When I accidentally put the wrong sandwiches in their packed lunches, meaning Fin had inadvertently eaten gluten, Cian was the one comforting me when I was crying that I had let them down, pointing out that Fin was absolutely fine despite eating them 4 hours earlier.
When I am ill or tired, he is always the one to ask me how I’m feeling and is the first one to welcome me as I walk through the door from work every day with a kiss and a hug.
Whenever, we take them for a day out or on holiday, he is always the one thanking us when we get back for giving them such a good life.
If they are off playing and Fin feels low, it is Cian who runs back to the caravan to get me or pick up some Lucozade.
If Fin is upset about all that he has wrong with him, it’s Cian who will sit with him and cheer him up by telling him all the things that he is still able to do and reassure him that Type 1 doesn’t stop him doing anything.
When Fin moved from injections to the pump and was scared of having his cannula inserted, Cian, at the age of 6, offered to have one first to reassure him.
And at 3am, when I’m trying to make Fin drink apple juice, it’s Cian who will mumble from the top bunk to ask if he is ok.
Last week, we went to Cian’s first family assembly in Secondary School and he was chosen as the Pupil of the Year out of 265 children.
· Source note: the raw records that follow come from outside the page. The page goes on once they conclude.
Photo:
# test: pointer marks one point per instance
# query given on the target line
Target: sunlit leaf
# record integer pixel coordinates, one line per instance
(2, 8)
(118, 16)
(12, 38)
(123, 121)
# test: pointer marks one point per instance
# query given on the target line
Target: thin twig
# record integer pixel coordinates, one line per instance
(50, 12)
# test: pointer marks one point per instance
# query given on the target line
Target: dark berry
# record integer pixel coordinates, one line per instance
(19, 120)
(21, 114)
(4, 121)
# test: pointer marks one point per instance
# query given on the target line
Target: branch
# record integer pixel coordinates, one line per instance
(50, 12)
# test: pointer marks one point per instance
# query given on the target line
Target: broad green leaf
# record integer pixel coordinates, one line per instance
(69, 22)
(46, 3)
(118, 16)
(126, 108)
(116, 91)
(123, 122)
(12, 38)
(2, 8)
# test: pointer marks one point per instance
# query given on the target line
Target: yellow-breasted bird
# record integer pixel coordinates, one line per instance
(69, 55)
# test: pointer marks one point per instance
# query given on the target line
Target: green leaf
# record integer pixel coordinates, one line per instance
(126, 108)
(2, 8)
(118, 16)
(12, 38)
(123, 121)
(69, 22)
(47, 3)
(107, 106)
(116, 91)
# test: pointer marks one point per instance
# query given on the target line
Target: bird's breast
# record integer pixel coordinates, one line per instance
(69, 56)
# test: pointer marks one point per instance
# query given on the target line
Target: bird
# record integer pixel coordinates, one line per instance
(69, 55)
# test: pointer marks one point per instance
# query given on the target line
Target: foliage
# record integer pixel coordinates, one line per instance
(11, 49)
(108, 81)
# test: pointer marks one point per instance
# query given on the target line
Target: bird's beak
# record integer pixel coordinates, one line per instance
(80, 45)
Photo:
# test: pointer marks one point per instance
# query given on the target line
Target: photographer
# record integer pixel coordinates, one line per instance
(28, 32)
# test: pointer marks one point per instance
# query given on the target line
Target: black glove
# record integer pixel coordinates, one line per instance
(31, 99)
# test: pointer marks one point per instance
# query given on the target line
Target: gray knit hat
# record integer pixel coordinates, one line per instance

He won the award not only for his academic and extra curricular achievements, but for his kind and caring nature and his willingness to help others with their work.
And as I heard the Headteacher talking about my little boy and him being described as “the heartbeat of the school”, I sat there with tears rolling down my cheeks and thought to myself that whilst our lives are certainly not perfect, we must be doing something right!